La generale difficoltà delle imprese, che porta alla disoccupazione o al precariato, stanno suscitando, da troppo tempo, un malessere sociale, divenuto ormai intollerabile, che determina un costo severo sulla salute e sulla vita dei Sardi. È una crisi che chiama in discussione il ruolo e le responsabilità di chi ha governato in questi anni, e che sollecitano la nuova politica, che si propone di governare, ad approcci diversi, non tradizionali, che devono con urgenza dare attenzione, voce e soluzioni concrete alle necessità sempre più stringenti di quei giovani disoccupati che non hanno mai lavorato, di chi ha perduto il lavoro e dei precari vittime della instabilità lavorativa.
Da troppi anni l’Amministrazione regionale ha rinunciato a mettere in campo politiche attive del lavoro, cioè a impiegare risorse per creare nuove opportunità di lavoro e politiche di riqualificazione; da troppo tempo l’Assessorato del Lavoro si è trasformato in ‘assessorato ai sussidi’, con ciò facendo pesare la crisi, aggravandola, su tutti i contribuenti sardi. Le crisi economiche mettono in evidenza la inefficienza delle politiche del lavoro: quanto più queste sono deboli, tanto più fragile è il sistema delle imprese, e con esse il mondo del lavoro. Ciò ha comportato che la spesa per ammortizzatori, sussidi e non lavoro è esplosa all’81%, mentre quella delle politiche attive, l’unica che può creare lavoro, è scesa al 19%.
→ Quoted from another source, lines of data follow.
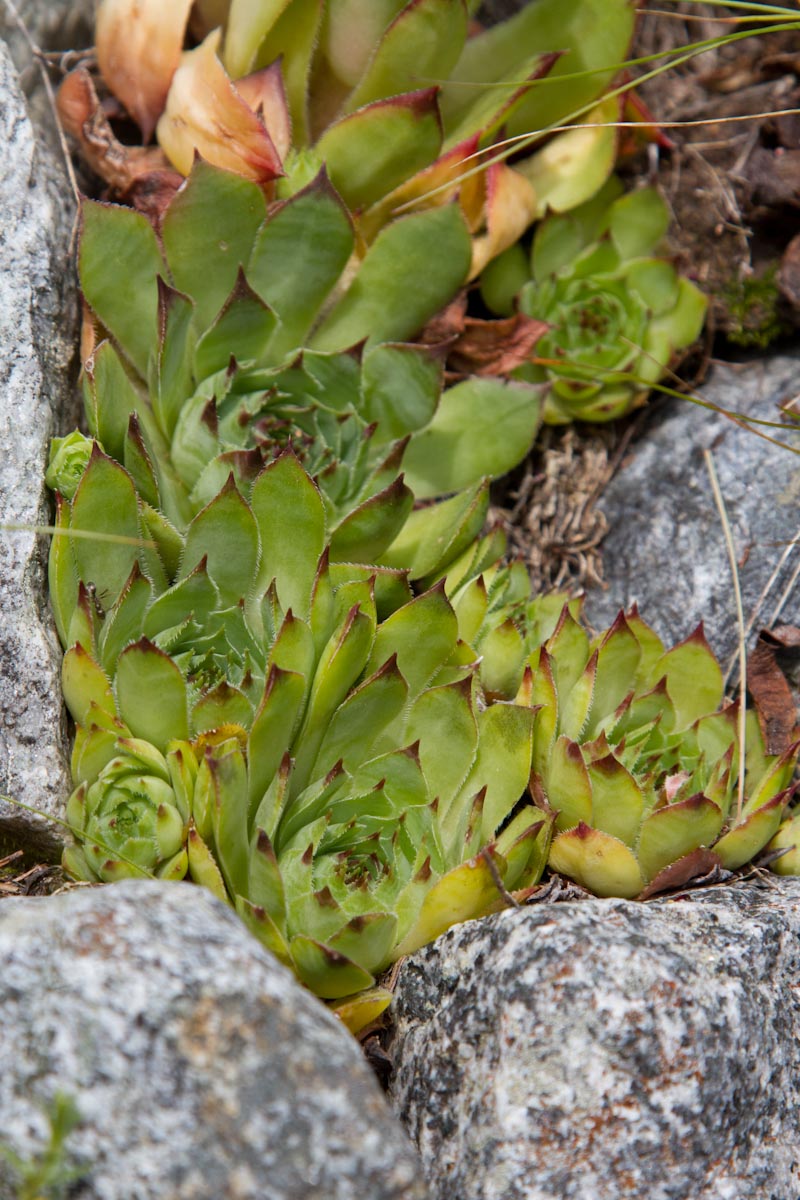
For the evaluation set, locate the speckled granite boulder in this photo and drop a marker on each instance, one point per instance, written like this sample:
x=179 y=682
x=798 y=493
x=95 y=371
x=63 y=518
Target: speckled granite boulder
x=200 y=1068
x=666 y=547
x=605 y=1049
x=37 y=393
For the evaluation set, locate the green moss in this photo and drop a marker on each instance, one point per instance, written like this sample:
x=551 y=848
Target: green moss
x=753 y=316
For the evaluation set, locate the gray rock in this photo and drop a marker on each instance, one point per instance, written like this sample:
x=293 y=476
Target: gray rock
x=666 y=547
x=52 y=25
x=606 y=1049
x=200 y=1068
x=37 y=397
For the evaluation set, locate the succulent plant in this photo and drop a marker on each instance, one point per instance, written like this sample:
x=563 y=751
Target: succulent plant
x=133 y=819
x=257 y=724
x=208 y=379
x=618 y=316
x=392 y=96
x=787 y=841
x=639 y=763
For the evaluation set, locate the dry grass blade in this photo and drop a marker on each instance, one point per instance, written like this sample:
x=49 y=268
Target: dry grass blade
x=740 y=619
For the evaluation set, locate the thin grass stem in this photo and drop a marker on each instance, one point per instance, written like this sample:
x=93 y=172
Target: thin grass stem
x=740 y=621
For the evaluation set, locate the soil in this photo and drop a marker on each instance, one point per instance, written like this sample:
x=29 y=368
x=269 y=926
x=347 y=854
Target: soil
x=734 y=191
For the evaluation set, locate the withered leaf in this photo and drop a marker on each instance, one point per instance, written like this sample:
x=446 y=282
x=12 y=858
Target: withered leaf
x=481 y=347
x=124 y=168
x=691 y=867
x=495 y=347
x=773 y=696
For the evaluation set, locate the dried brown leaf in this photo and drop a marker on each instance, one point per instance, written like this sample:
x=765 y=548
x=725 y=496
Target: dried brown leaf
x=691 y=867
x=773 y=696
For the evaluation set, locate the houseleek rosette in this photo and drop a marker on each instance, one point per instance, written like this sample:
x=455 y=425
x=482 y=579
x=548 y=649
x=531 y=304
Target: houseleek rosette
x=133 y=820
x=347 y=84
x=618 y=316
x=641 y=765
x=203 y=376
x=346 y=781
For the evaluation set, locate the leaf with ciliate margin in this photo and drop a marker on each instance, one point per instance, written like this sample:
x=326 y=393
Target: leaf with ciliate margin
x=414 y=267
x=290 y=517
x=422 y=42
x=208 y=233
x=151 y=695
x=226 y=534
x=106 y=503
x=298 y=257
x=481 y=427
x=119 y=263
x=377 y=148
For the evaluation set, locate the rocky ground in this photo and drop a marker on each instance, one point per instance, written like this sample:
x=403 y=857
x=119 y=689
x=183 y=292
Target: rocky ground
x=578 y=1050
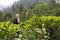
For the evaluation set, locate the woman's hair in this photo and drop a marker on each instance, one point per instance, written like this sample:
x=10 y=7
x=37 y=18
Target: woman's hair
x=17 y=15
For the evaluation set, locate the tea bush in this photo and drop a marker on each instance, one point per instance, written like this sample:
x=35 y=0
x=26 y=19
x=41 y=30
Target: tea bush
x=36 y=28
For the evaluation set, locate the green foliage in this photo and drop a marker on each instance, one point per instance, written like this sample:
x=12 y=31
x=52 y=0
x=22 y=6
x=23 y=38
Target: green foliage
x=36 y=28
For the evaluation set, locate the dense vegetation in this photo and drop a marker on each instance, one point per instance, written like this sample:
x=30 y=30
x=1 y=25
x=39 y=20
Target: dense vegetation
x=36 y=28
x=41 y=21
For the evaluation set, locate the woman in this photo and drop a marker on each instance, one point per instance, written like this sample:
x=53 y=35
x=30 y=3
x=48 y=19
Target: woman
x=17 y=19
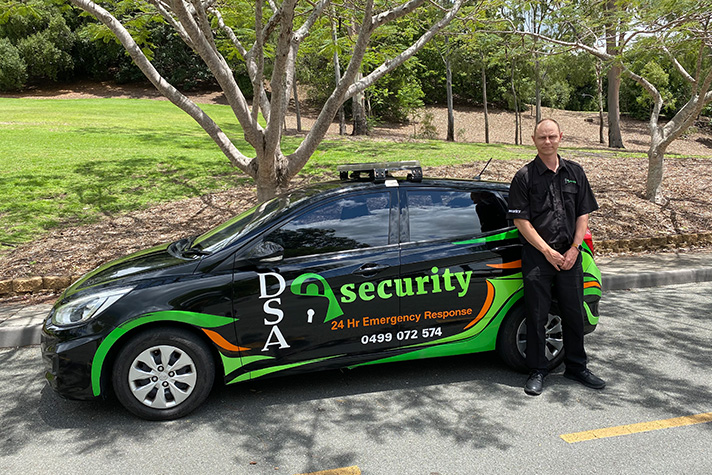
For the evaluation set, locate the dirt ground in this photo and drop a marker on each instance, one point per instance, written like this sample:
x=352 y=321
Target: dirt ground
x=618 y=185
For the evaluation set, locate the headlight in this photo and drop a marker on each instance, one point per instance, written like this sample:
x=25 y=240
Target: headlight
x=84 y=308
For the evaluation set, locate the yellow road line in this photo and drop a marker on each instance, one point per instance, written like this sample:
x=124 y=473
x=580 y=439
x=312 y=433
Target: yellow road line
x=337 y=471
x=636 y=428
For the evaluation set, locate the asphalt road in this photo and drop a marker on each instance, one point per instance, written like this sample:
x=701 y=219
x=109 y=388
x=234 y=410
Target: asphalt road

È urgente che i primi interventi della nuova Amministrazione regionale siano volti ad individuare le priorità da attuare per far ripartire l’impresa e con essa l’occupazione, nel contempo valutare ogni iniziativa in grado di aiutare le persone con appositi programmi di ricollocazione professionale, e questo finora la Regione non lo ha fatto. Accanto alla flessibilità nel singolo rapporto vanno rafforzate le sicurezze di un mercato del lavoro più inclusivo, cioè più efficiente, trasparente, ricco di servizi che possano non lasciare solo chi è alla ricerca di lavoro. Per questo occorre reperire risorse: accanto a quelle del Fondo sociale europeo ci dovranno essere gli stanziamenti che l’Amministrazione regionale può mettere a disposizione anche e soprattutto razionalizzando le voci di spesa inefficienti. Maggiore impegno si dovrà mettere per riqualificare e rafforzare i Centri per l’impiego che, per inefficienza, o volontà politico-amministrativa, paradossalmente fanno rimpiangere i vecchi uffici di collocamento. Attualmente solo 3 disoccupati su 100 trovano lavoro attraverso questi organismi. È altrettanto importante diffondere una sana competizione tra centri pubblici e operatori privati.
I Sardi stanno pagando il fallimento di una politica del lavoro pigra e superficiale, che ha dilapidato risorse, il cui unico risultato è stato, obiettivamente, quello di favorire lo status quo. Se tutti i soldi spesi in questi anni in sussidi fossero stati consegnati ad ogni singolo disoccupato sarebbero stati sufficienti a finanziare una seria formazione, un tetto e una nuova attività economica a ciascuno di loro. Occorre invertire la rotta. Occorre che la nuova politica inverta la rotta della spesa tra le politiche attive e quelle passive. È il serpente che si morde la coda. Non è più sostenibile un sistema che tiene per 7 o 10 anni lavoratori lontani dal posto di lavoro, con il sussidio della Cassa integrazione in deroga per aziende che non esistono più. È necessario attuare un sistema che favorisca la buona occupazione e premi le imprese virtuose alleggerendone il peso fiscale: meno tasse sul lavoro, più occupazione. La migliore politica attiva per il lavoro è quella che lega il sostegno al reddito, alla effettiva disponibilità della persona disoccupata nella ricerca di una nuova occupazione. Non possiamo attribuire la esclusiva responsabilità di questa cattiva politica alla Giunta del Partito democratico e del professor Pigliaru, ma è certo che l’Amministrazione regionale uscente, colpevolmente, non ha fatto nulla per cambiare rotta, e non ci ha neppure provato.